Casistica di inammissibilità dell’appello ex 348-bis fondata su questioni preliminari
 Quando la decisione del Primo Giudice si sia fondata sulla rilevata tardività:
• della notificazione dell’opposizione a decreto ingiuntivo (App. Milano, I, 19/02/2013)
• della domanda riconvenzionale formulata in primo grado (App. Milano, I, 26/02/2013)
• dell’eccezione di nullità per difetto di forma scritta sollevata solamente in conclusionale (App. Milano, I
26/02/2013)
• nel contestare un fatto non contestato in Primo Grado (App. Napoli, 30/01/2013)
• nella costituzione in giudizio, con conseguente preclusione/decadenza dalla possibilità di formulare
richieste istruttorie (App. Torino, Lav., 13/05/2014)
 Quando la decisione debba fondarsi su questioni pregiudiziali:
• carenza di legittimazione ad agire, in difetto di prospettazione da parte dell’appellante di diversa soluzione
(App. Milano, 11/02/2013)
• questione pregiudiziale sulla quale si è formato il giudicato esterno già durante il primo grado di giudizio
(App. Torino, IV, 1/10/2013)
 Quando debba essere rilevata la nullità dell’eccezione ex 345 c. 2) (App. Milano, I, 19/02/2013)
 Quando, avendo il primo giudice correttamente ritenuto fondata l’eccezione di prescrizione, venga ritenuta
inammissibile l’acquisizione, in sede di gravame, di documenti idonei a provare l’interruzione (App. Milano,
IV, 7 e 14/02/2013)
 Quando sia stata dichiarata, nel corso del primo giudizio, un’intervenuta decadenza dalle istanze istruttorie,
respinte e non reiterate all’udienza di precisazione delle conclusioni, ciò rendendo preclusa a priori per il
collegio di addivenire ad una riforma (App. Milano, 8/02/2013)

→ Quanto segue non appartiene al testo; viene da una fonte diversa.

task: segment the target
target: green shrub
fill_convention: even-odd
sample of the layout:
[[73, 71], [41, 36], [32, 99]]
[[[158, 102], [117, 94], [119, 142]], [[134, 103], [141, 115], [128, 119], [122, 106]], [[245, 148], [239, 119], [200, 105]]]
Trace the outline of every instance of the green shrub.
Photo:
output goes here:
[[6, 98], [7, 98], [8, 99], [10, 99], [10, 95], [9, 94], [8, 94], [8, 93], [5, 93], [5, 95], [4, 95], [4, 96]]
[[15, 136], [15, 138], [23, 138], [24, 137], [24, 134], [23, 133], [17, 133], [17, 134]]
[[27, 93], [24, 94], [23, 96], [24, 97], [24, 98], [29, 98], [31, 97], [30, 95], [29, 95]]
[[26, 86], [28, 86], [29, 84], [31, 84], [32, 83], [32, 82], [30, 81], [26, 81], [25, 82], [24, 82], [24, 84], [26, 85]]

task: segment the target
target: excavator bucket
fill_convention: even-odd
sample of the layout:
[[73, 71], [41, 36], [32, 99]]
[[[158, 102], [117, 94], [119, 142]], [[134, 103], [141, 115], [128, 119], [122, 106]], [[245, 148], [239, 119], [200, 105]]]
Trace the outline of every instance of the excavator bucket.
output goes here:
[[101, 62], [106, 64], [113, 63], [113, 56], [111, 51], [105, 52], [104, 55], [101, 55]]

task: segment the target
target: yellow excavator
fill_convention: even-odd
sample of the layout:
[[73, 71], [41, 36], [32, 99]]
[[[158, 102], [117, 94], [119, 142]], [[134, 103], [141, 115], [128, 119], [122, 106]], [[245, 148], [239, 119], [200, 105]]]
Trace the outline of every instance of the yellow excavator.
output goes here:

Casistica di inammissibilità dell’appello ex 348-bis fondata su questioni di contenuto
 Quando la ricostruzione in fatto prospettata dall’appellante sia palesemente smentita dall’attività
istruttoria espletata (App. Bologna, 21/01/2013, App. Roma, 30/01/2013, App. Milano, 4/03/2013, App.
Reggio Calabria, 11/3/2013, App. Napoli, 24/4/2013) o comunque detta attività e le risultanze non siano
comunque suscettibili di valutazione diversa rispetto a quella operata dal Primo Giudice (App. Milano,
11/3/2013)
 Quando le censure mosse dall’appellante non abbiano rilievo in relazione ai capi della sentenza
impugnata (richiamo al 342 sulla necessità di censurare i singoli capi della sentenza, specie se
autonomamente idonei a supportare la decisione) e comunque ove non siano idonei ad infirmare il
ragionamento logico seguito dal Primo Giudice (App. Milano, 27/02/2013 e 1/3/2013, App. Torino, IV,
17/01/2013 e 31/01/2013, App. Vasto, 20/02/2013)
 Quando, nel censurare l’appellante il raggiungimento della prova, risulti che il Primo Giudice ha
correttamente individuato e ripartito l’onere della prova gravante su ciascuna parte e correttamente
valutato le prove (App. Napoli, 3/12/2013 e App. Torino, IV, 17/01/2013)
 Quando l’appellante abbia censurato il deciso del primo giudice di non ammettere prove perché affette da
nullità (querela di falso) o perché inidonee ad invertire le presunzioni a sfavore dell’appellante, sulle quali
il giudice ha fondato la decisione (App. Milano, 21/02/2013 e 4/03/2013)
 Quando le tesi dell’appellante siano contrastanti con pacifici orientamenti giurisprudenziali (App. Milano,
4/03/2013) oppure nel caso in cui la Sentenza di primo grado sia fondata su di una giurisprudenza
consolidata (App. Milano, I, 19/02/2013)
L’ordinanza ex 348-ter è impugnabile?
Esiste già un contrasto in seno alla stessa sezione della Corte di Cassazione (sez. VI)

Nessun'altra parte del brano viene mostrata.